Famiglia, lavoro, ironia: ad incarnare questi tre aspetti, soprattutto l’ultimo, è il personaggio iconico di Marina, interpretata da Lunetta Savino. Una donna forte, che cresce da sola le tre figlie dopo l’abbandono del marito (Massimo Ghini, con cui ritorna a lavorare dopo la fiction di grande successo “Raccontami”) : “In tv – dichiara l’attrice – ho avuto delle possibilità di avere personaggi unici che il cinema non mi avrebbe proposto, ma perchè neanche li pensa, lo dico senza polemica.
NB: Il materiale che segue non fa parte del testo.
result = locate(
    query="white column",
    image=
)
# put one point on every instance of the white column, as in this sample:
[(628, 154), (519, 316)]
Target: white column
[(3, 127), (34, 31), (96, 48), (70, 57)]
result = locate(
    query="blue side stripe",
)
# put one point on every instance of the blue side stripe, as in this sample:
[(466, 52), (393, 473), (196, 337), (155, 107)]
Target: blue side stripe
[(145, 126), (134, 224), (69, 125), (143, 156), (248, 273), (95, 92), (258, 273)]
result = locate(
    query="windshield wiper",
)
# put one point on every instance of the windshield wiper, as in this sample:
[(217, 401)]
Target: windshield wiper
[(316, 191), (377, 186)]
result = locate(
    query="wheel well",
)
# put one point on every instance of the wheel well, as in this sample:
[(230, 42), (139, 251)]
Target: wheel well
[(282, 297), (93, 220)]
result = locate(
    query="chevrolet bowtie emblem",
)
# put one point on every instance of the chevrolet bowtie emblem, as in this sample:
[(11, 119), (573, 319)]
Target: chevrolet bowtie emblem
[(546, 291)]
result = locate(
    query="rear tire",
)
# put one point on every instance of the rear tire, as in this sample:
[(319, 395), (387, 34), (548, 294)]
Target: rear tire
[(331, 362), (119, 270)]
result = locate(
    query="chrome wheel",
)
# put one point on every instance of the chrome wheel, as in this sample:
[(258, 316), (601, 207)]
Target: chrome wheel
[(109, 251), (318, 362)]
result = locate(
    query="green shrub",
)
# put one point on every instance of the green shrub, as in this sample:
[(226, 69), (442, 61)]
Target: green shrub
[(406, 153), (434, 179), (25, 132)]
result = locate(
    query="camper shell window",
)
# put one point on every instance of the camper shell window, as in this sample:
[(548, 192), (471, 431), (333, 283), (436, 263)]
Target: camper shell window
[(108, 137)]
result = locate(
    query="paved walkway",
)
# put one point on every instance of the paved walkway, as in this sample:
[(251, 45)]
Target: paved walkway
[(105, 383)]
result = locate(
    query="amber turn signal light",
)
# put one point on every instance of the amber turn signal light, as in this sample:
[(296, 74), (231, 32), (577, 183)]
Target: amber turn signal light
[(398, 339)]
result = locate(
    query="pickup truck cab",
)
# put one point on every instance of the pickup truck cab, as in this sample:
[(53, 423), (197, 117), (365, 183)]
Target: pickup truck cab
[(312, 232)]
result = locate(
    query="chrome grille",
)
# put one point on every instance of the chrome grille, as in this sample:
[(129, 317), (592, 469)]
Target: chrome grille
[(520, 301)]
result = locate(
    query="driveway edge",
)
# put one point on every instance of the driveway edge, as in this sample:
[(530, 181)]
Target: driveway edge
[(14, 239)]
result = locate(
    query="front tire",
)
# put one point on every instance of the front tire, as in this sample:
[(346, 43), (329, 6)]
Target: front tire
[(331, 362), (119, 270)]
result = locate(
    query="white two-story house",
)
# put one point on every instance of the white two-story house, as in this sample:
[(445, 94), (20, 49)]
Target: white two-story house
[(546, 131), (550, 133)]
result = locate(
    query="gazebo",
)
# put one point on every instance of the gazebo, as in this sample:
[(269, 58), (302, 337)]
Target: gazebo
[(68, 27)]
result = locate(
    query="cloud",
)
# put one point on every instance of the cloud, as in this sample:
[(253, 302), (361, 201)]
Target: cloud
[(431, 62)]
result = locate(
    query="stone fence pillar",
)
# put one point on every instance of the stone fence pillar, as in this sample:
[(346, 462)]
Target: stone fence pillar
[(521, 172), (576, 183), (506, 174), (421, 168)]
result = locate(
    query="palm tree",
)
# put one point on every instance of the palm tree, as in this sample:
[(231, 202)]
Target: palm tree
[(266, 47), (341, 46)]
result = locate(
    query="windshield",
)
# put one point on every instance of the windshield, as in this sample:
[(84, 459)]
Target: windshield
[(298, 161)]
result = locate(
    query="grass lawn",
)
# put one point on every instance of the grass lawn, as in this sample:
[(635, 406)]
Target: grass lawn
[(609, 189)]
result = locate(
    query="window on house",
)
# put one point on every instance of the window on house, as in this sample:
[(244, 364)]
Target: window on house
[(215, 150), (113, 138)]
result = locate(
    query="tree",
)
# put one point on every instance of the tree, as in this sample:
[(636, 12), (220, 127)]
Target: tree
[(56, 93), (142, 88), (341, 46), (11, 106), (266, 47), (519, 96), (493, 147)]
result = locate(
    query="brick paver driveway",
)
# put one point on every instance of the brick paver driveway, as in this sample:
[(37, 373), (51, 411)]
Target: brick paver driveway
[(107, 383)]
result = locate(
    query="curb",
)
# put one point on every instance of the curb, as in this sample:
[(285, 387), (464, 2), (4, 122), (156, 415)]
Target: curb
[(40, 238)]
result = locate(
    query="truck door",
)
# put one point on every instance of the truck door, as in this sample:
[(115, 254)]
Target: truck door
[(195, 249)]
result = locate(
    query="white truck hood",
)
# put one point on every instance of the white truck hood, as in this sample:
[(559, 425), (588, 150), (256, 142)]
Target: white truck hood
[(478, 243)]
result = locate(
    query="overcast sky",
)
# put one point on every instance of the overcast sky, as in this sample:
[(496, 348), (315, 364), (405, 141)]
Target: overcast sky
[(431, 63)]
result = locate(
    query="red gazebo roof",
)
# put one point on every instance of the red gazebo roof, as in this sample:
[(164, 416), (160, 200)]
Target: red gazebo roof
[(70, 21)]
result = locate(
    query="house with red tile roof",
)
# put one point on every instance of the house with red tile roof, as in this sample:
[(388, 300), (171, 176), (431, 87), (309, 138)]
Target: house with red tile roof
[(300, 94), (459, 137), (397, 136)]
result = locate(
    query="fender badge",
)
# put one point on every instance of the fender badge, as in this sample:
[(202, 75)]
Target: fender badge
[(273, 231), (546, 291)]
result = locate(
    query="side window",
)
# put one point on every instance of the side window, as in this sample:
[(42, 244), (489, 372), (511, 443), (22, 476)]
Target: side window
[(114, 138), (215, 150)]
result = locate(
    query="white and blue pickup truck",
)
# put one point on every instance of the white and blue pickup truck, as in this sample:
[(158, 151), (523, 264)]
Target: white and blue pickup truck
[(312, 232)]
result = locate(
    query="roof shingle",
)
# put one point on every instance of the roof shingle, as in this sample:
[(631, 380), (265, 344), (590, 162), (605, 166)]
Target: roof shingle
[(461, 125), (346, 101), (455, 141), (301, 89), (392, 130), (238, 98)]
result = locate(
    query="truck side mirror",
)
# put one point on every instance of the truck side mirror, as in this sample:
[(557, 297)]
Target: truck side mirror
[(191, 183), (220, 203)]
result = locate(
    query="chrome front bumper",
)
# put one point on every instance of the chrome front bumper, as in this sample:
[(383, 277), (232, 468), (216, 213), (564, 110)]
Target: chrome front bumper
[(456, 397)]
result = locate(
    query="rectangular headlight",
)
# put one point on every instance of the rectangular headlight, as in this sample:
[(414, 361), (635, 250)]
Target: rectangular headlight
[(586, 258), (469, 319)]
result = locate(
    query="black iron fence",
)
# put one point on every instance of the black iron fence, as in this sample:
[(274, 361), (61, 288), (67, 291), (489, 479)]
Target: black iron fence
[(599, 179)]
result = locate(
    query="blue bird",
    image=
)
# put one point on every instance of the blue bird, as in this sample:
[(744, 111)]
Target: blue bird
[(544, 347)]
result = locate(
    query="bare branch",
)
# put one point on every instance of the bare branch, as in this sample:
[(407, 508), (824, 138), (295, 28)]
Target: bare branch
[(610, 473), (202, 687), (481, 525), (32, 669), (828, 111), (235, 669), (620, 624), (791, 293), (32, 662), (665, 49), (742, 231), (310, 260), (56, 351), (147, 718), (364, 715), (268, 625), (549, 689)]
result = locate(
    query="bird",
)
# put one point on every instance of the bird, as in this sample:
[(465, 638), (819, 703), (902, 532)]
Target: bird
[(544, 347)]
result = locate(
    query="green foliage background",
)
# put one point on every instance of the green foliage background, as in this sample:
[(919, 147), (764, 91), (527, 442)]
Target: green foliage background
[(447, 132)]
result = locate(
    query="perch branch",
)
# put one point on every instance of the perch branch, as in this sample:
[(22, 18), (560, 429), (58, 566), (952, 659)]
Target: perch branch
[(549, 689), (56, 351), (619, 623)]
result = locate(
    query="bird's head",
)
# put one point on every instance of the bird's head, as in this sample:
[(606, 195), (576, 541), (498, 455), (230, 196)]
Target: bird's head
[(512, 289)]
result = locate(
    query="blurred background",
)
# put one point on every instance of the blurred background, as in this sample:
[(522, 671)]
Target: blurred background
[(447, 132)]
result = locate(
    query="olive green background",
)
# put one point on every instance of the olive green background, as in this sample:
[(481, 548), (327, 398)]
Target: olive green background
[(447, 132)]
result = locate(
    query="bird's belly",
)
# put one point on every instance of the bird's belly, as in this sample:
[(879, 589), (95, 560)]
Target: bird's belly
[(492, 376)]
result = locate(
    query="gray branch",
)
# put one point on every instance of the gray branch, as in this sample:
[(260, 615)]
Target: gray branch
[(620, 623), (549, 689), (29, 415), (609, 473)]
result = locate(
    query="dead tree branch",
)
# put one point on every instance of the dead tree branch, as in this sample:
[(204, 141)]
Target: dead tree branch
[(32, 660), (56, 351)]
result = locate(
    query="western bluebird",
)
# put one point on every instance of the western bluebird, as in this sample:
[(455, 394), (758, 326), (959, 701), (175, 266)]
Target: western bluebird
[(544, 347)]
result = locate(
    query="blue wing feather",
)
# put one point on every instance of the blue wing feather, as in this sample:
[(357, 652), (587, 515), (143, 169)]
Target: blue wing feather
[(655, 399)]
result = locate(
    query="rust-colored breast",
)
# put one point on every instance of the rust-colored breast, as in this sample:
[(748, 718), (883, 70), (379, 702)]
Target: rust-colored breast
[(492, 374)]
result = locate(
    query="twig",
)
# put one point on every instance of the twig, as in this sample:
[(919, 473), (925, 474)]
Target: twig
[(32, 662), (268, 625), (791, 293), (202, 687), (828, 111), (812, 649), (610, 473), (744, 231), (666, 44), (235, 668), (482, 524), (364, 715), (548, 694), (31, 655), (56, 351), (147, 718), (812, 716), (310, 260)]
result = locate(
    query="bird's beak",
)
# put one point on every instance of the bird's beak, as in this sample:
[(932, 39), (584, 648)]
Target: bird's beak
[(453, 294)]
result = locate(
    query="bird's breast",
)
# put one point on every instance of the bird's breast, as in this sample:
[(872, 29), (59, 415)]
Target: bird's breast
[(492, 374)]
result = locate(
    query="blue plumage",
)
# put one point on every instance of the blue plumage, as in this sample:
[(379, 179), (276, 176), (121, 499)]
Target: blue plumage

La tv offe alle attrici ruoli completi. Marina Battaglia è un ruolo nuovo per me, è un personaggio molto scorretto, non vedevo l’ora di farla. Una madre che non è accogliente, ma non è una donna che non prova affetto, lo tiene molto ben mascherato. La sua scorrettezza, il cinismo, la battuta tagliente, mi hanno affascinato moltissimo. Poi, anche la storia che si evolve dà la possibilità ad ognuno di noi di tirare fuori delle cose inaspettate”. Rivela, inoltre, di aver visto tutto le serie legal, come la citata “The good wife” ed il sequel, “The good fight”, che l’ha molto appassionata, con la figura dell’avvocata impersonata da Christine Baranski. Così come “Damages”, con Glenn Close: “I due personaggi hanno qualcosa in comune con Marina Battaglia, ma Marina Battaglia ha in più questa ironia straordinaria e Glenn Close non ce l’ha!”.
Chiosa il regista (che ha diretto un ricco cast di cui fanno parte anche Thomas Trabacchi e Giorgio Marchesi): ” Abbiamo raccontato una serie al femminile, ma semplicemente normale. Che parla di persone. Raccontiamo un mondo di esseri umani, di persone, di sentimenti”.